In his preliminary crash report, Air Accident Investigation Unit (AAIU) investigator Leo Murray said the Cessna left Ballyboy airfield in Co Meath at about 10 am on May 24th. A witness at the airfield saw the dogs being placed in their customary position in the aircraft’s rear cabin seats. Bernard Cullen, manager and owner of the airfield, said the flight had taken off with Mr Smith in the pilot’s seat while Mr Keane entered co-ordinates for the journey.

The flight proceeded in a southerly direction towards Athy, before taking a southeasterly course towards Taghmon. This course brought the aircraft to the south of Mount Leinster and towards rising terrain to the south of the summit of the Blackstairs.

No communications were recorded with an Air Traffic Control unit and no en-route airfield reported receiving a call from the aircraft.

The investigation report noted the wreckage was facing away from the initial impact point of the rising terrain. The main portion of the aircraft structure came to rest approximately 110m from the initial impact point. The engine was found 130m downhill from the main wreckage.

There were no general problems with cloud, visibility or weather but there would have been a risk of poor visibility and cloud conditions above 1,000 feet, due to condensation.

Hillwalker Larry Darcy from Co Wexford said it was his first time to walk in the Blackstairs. He had been walking for about two hours when he heard an aircraft. “It had a sharp sound. I knew by the sound it was low.”

Later, he saw a blue and white object on the Carlow side of the mountain. He then found the bodies of the two men and the dogs. Mr Darcy said he knew they were all dead.

Dr Fergus McSweeney conducted postmortems of both men at Waterford Regional Hospital the day after. He said Mr Keane suffered multiple external and internal injuries, including fractures and haemorrhages and damage to internal organs.
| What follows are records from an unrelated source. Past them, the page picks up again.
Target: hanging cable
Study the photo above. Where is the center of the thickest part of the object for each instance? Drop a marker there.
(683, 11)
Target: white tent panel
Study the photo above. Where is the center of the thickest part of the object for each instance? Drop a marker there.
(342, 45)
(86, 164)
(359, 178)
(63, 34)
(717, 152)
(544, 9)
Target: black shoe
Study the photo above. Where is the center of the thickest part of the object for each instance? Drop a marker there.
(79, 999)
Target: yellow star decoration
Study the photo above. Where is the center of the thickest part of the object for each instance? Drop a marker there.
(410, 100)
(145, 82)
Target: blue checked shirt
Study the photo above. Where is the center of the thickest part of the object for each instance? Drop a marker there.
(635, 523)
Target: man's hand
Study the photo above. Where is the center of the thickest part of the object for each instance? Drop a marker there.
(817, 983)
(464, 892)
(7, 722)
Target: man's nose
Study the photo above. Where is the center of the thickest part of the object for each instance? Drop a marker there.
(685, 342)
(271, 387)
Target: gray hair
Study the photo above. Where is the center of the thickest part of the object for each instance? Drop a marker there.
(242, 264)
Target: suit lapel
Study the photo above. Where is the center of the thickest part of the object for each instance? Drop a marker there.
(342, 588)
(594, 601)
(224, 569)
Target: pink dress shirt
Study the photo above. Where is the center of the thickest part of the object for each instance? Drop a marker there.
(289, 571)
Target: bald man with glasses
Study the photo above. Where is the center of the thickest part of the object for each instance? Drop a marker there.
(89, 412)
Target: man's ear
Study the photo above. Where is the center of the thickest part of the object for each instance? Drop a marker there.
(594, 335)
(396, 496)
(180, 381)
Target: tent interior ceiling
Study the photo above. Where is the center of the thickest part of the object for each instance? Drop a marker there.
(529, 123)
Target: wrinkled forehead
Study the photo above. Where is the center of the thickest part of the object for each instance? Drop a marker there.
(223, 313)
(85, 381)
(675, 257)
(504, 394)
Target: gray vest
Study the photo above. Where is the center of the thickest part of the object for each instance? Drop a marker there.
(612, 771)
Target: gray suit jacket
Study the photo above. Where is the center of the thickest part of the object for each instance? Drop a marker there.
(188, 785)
He could not find any condition of underlying disease and there was no evidence of alcohol or drugs in his system.

Dr McSweeney outlined similar type injuries to Mr Smith who, he said, also displayed scarring of the heart consistent with a previous heart attack.

Carlow coroner Dr Brendan Doyle returned verdicts in accordance with the finding of the jury. He expressed the hope the inquest would bring “some closure” to the families.